Norman Rockwell may be best known for his Saturday Evening Post cover illustrations and homey paintings of idealized Anytown, USA scenes, but in terms of sheer numbers he was primarily a photographer. Now the Norman Rockwell Museum in Stockbridge, Massachusetts, has digitized and uploaded a trove of 50,000 photographs that Rockwell took while preparing his paintings and drawings. The cache of photos reflects the broad range of images and subjects Rockwell portrayed throughout his career, from celebrities, political figures, and historic scenes to vignettes set in diners, suburban dining rooms, and bustling city streets.
The process of archiving and scanning the images, which had been stockpiled in 239 boxes until Venus Van Ness, the Norman Rockwell Museum’s archivist, did a preliminary survey of the photos in 2011, took a full two years and was completed in August 2014 with the help of a $150,000 grant from the Institute of Museum and Library Services.
“The initial sorting and selection of the photos was very difficult and took quite a long time,” Van Ness told Hyperallergic via email. “About half of the photos had corresponding negatives that had been digitized several years earlier. This project was to digitize those photos without a negative. So essentially every photo in the collection had to be reviewed and compared against images already in our digital collections. There were also duplicates that had to be sorted out since Rockwell would frequently have photos developed at multiple exposures.”
The photos, which have been added to the Norman Rockwell Museum’s online collections, include images of the artist with John F. Kennedy, John Wayne, Dwight D. Eisenhower, and other major figures in modern US history as he prepared to capture their likenesses. Others show the same model captured in the artist’s studio or outdoors in innumerable and slightly varied poses, with and without various props and accessories. I counted more than 25 snapshots of a boy standing barefoot on the beach, all of which were eventually synthesized into “Boy Running on Beach” (circa 1970).
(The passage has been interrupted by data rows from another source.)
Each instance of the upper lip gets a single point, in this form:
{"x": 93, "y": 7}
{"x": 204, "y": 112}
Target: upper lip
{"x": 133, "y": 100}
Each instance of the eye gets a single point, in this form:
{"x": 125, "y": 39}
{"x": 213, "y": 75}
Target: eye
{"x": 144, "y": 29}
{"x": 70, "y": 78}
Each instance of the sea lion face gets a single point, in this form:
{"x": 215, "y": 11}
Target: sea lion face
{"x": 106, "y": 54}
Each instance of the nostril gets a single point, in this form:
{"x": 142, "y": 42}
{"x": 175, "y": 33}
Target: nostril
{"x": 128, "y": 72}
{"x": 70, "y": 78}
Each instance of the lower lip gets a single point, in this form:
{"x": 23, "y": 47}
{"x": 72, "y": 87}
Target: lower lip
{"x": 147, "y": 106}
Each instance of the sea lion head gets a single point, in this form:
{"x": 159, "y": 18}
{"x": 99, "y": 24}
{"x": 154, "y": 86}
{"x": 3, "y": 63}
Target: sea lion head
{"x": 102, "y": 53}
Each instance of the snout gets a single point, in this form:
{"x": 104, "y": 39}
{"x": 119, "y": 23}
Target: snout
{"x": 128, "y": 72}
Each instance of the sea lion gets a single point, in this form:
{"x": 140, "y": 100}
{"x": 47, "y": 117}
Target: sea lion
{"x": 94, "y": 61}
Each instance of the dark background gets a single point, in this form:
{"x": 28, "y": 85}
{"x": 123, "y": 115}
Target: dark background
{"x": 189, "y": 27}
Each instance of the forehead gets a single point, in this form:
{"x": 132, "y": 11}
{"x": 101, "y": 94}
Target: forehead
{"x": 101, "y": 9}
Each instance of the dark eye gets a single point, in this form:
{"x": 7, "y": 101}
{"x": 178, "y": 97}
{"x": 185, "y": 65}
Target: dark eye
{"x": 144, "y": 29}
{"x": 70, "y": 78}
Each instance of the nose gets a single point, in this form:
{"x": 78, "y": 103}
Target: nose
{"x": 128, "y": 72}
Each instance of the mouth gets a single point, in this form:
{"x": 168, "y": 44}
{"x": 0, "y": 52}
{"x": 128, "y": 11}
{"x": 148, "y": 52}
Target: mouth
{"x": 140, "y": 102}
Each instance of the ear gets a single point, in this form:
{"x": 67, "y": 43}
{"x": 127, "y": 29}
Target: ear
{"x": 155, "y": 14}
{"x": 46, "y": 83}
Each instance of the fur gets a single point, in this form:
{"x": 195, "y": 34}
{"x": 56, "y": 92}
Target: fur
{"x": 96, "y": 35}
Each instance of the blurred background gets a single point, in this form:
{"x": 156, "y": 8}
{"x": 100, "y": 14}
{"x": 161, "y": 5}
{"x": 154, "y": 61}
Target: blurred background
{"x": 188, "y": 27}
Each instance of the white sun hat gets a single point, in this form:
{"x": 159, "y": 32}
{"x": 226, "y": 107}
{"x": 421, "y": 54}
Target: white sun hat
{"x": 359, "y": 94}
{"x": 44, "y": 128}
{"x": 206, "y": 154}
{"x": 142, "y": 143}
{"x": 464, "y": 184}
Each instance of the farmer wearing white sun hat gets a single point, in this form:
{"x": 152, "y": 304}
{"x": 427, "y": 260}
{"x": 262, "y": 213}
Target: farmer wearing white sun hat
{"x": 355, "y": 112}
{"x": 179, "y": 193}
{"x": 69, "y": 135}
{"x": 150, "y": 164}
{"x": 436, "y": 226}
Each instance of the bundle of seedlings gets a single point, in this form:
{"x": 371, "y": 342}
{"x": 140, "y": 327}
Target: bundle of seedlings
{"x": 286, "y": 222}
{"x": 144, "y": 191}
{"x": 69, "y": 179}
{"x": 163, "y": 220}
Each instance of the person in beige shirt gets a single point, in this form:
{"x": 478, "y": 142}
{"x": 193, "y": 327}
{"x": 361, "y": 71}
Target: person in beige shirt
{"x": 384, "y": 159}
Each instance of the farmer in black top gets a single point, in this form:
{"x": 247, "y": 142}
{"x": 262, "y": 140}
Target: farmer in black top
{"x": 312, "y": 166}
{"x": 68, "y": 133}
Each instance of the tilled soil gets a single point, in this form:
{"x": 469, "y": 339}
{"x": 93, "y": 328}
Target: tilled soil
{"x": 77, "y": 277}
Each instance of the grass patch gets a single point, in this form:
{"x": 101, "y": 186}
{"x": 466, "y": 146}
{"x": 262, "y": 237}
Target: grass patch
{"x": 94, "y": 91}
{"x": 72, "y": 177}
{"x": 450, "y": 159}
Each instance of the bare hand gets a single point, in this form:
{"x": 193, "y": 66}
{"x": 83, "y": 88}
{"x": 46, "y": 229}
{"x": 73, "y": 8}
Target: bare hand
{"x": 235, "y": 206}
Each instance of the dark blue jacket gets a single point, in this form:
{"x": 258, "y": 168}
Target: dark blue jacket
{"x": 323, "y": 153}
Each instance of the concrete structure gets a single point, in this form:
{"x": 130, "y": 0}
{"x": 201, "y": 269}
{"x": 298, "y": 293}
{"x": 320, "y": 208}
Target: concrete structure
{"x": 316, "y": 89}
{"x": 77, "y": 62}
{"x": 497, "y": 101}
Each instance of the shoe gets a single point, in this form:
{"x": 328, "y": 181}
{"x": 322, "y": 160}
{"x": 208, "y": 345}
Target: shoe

“Fortunately, there was some level of organization to the photos before the project began,” Van Ness said. “They had been somewhat grouped and labeled with some identifying info and there was a box and folder list. However, one of the problems was that, in many cases, there were photos for the same painting in several different boxes. Before the project officially began, I spent time going through the boxes (more than 200) to try and make sure that items that should have been together were placed in the same box.”
To anyone who saw the exhibition Norman Rockwell: Behind the Camera, which was organized by the Norman Rockwell Museum and opened at the Brooklyn Museum in November 2010, the importance of photography to Rockwell’s practice is not news. That show juxtaposed some of Rockwell’s best known paintings like “New Kids in the Neighborhood” (1967) and “Boy in a Dining Car” (1946) with the many, many studio and documentary photos the artist took and spliced together before putting pencil to paper or paintbrush to canvas.
“I had used the collection fairly extensively for about a year prior to this project, so I wasn’t necessarily surprised by the photos that I saw,” Van Ness said. “However, there were a couple of subjects that I really enjoyed looking through. One was Rockwell’s 1956 trip around the world for Pan American airlines. He traveled all over Europe, Asia, and the Middle East. It was really fascinating to look through these several hundred photos of interesting people and places at that particular period in time. The other subject was NASA and astronauts in 1965. There are a number of candid photos of astronauts Gus Grissom (who tragically died in a training mission 2 years after these photos were taken), and John Young preparing for the Gemini 3 space mission. I wasn’t around during the ‘Space Race’ so it was a really intriguing inside look at that era.”
Now the public and art historians can get a better sense of the laborious preliminary photography work that went into each of Rockwell’s images, and the exceptional level of access he was given to his subjects.